JAKARTA, 28. April (Reuters) – Die Zahl der Todesopfer bei einem Zugunfall in Indonesien ist auf sieben gestiegen, weitere 81 wurden verletzt, sagte ein Bahnbeamter am Dienstag, während Retter daran arbeiteten, die in den Trümmern eingeschlossenen Überlebenden zu bergen.

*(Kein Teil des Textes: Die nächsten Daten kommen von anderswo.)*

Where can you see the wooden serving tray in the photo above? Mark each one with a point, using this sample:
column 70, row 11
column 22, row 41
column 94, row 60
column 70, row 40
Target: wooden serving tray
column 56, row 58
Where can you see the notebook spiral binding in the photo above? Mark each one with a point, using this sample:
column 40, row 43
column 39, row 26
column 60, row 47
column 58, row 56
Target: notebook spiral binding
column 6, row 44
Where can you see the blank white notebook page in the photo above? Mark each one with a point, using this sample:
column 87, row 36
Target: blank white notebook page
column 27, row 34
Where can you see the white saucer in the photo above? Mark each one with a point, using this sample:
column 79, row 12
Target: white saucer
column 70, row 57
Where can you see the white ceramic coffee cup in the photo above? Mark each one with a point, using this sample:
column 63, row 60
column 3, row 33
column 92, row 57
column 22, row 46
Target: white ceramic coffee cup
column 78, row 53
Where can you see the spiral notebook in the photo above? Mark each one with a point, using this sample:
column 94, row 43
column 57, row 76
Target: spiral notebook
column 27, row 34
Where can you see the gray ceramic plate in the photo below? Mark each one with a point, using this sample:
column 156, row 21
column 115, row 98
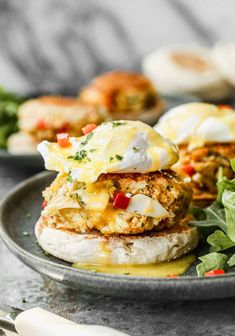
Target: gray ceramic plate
column 18, row 215
column 35, row 161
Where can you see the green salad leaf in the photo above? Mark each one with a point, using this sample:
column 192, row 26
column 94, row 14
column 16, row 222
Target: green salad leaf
column 9, row 104
column 219, row 241
column 211, row 262
column 232, row 162
column 231, row 261
column 214, row 215
column 228, row 201
column 224, row 184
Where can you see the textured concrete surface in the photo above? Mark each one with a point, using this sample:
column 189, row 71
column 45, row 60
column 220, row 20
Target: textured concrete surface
column 22, row 287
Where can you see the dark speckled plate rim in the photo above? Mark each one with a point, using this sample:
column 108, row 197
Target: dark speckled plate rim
column 19, row 252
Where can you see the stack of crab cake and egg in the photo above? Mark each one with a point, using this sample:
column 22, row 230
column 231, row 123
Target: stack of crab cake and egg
column 110, row 96
column 205, row 134
column 115, row 199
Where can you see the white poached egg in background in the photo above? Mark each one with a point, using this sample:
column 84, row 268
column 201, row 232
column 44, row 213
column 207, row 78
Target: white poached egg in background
column 113, row 147
column 197, row 123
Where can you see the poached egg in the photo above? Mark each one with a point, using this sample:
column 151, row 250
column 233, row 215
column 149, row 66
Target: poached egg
column 197, row 123
column 113, row 147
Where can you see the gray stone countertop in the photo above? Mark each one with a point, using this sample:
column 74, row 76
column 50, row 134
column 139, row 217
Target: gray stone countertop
column 22, row 287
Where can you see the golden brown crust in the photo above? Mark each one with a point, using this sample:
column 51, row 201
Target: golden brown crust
column 165, row 187
column 207, row 162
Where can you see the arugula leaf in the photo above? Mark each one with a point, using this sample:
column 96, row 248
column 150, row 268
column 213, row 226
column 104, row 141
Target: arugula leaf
column 214, row 215
column 9, row 104
column 210, row 262
column 224, row 184
column 232, row 162
column 231, row 261
column 228, row 200
column 219, row 241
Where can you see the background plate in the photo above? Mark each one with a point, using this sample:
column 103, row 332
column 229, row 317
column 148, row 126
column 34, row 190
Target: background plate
column 35, row 162
column 18, row 215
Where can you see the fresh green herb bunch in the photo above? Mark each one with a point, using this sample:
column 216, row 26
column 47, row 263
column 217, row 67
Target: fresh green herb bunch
column 9, row 104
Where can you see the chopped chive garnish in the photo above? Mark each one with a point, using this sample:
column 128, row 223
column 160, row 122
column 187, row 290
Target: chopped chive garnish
column 117, row 123
column 118, row 157
column 79, row 156
column 135, row 149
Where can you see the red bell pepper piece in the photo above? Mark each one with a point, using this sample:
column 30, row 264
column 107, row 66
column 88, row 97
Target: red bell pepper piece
column 225, row 107
column 214, row 272
column 121, row 201
column 44, row 204
column 63, row 139
column 41, row 125
column 188, row 170
column 88, row 128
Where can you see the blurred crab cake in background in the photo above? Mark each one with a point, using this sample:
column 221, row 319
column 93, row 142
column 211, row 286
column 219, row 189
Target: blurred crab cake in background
column 186, row 69
column 124, row 95
column 42, row 118
column 205, row 134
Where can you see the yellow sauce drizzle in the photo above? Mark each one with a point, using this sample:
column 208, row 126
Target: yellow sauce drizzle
column 164, row 269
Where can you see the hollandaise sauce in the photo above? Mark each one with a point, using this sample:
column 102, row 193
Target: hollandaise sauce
column 165, row 269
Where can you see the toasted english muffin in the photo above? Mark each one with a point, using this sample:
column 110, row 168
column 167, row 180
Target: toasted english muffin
column 95, row 248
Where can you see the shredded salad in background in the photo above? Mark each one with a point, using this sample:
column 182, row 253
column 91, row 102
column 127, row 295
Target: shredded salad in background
column 9, row 104
column 219, row 220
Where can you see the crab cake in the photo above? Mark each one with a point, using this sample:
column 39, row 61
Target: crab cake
column 123, row 95
column 46, row 116
column 205, row 135
column 115, row 192
column 85, row 212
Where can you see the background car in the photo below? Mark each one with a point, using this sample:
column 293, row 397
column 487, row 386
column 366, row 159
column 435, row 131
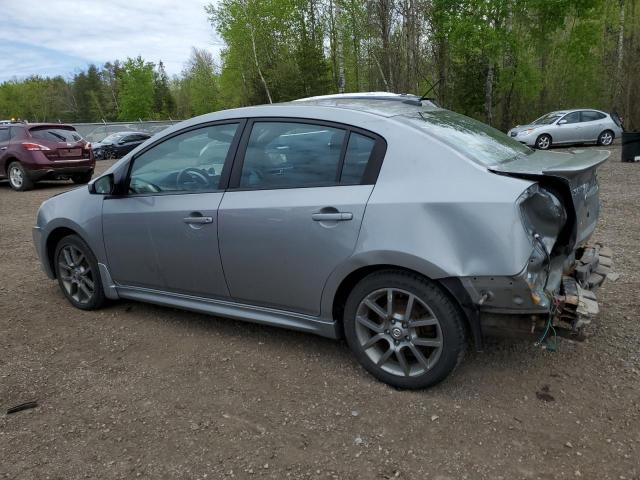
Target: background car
column 404, row 227
column 569, row 127
column 41, row 151
column 118, row 144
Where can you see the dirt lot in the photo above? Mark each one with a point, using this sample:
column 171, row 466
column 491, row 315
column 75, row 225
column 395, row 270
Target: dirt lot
column 142, row 391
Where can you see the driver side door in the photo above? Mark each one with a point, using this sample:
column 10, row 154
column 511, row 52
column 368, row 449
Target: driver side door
column 161, row 232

Die Kollision zwischen einem Nahverkehrszug und einem Fernzug ereignete sich am späten Montag in Bekasi, etwas außerhalb von Jakarta. Mohammad Syafii, der Leiter der indonesischen Such- und Rettungsagentur, sagte am frühen Dienstag auf einer Pressekonferenz, dass es ein heikler Prozess sei, Überlebende aus den zerstörten Waggons zu holen.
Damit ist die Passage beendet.